Dr. Schultz buys Django for $125, but the transaction is much more complicated than that.

You see, Dr. Schultz is German, he used to be a dentist, but now he is a bounty hunter, and he is looking for three men known as the Brittle brothers, but he doesn’t know what they look like, and somehow he knows that Django can identify them.

Logic in his storytelling is not one of Tarantino’s strong points, not that he cares.

So, Dr. Schultz tells Django that he will make him a free man if Django will help Dr. Schultz find the Brittle brothers and capture them dead or alive.

After a couple of encounters with the law that have surprise endings that are also humorous, Dr. Schultz and Django are in Tennessee on a plantation owned by Big Daddy, played by Don Johnson, which has another surprise ending.
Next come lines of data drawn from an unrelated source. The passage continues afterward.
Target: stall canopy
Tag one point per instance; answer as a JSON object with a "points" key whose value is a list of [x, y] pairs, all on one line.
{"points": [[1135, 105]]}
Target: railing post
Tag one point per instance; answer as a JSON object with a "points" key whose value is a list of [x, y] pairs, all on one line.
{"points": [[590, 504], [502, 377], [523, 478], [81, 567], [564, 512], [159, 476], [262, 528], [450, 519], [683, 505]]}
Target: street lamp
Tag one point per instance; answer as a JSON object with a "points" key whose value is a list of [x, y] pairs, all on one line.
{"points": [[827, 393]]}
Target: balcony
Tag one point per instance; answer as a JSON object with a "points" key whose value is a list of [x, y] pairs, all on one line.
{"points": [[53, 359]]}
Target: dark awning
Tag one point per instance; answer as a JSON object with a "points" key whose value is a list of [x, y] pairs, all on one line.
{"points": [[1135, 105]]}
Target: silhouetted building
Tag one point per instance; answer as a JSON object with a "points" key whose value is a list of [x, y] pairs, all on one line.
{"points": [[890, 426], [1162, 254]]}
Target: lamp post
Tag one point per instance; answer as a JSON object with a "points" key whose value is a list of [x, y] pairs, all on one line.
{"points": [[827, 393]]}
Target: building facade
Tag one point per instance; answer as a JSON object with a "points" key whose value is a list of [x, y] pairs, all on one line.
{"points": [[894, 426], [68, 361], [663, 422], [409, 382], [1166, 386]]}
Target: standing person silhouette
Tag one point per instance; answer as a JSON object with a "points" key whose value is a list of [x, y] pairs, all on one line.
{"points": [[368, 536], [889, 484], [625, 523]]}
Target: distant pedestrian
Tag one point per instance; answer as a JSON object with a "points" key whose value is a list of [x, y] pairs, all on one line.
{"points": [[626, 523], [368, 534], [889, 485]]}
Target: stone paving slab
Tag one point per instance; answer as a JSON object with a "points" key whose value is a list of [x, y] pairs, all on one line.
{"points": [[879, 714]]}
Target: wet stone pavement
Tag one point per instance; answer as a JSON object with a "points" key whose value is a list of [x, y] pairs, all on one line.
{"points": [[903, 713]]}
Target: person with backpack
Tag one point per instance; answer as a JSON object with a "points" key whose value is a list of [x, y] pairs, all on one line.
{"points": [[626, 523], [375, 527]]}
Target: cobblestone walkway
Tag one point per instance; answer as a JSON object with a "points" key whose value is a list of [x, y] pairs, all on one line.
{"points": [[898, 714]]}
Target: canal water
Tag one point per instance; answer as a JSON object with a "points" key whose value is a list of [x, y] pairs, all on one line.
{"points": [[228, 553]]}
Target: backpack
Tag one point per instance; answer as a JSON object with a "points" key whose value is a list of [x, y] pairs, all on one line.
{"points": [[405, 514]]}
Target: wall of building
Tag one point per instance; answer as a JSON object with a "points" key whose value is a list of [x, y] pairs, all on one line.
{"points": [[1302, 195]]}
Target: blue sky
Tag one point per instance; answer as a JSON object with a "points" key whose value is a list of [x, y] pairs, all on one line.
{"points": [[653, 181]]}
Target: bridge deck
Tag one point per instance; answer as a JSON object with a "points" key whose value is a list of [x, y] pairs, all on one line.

In return for Django’s help as his partner, Dr. Schultz agrees to help Django find his wife, Broomhilda, whose name intrigues the German dentist.

So their travels now take them to Mississippi and a plantation owned by Calvin Candie, played by Leonardo DiCaprio, whose head slave is played by Samuel L. Jackson.

Here is where the movie falls apart with blood, gore, and excessive length and self-indulgence.

Django Unchained is typical Tarantino overindulgence, and as I said, you can walk out after two hours.

I’m Dan Culberson and this is “Hotshots.”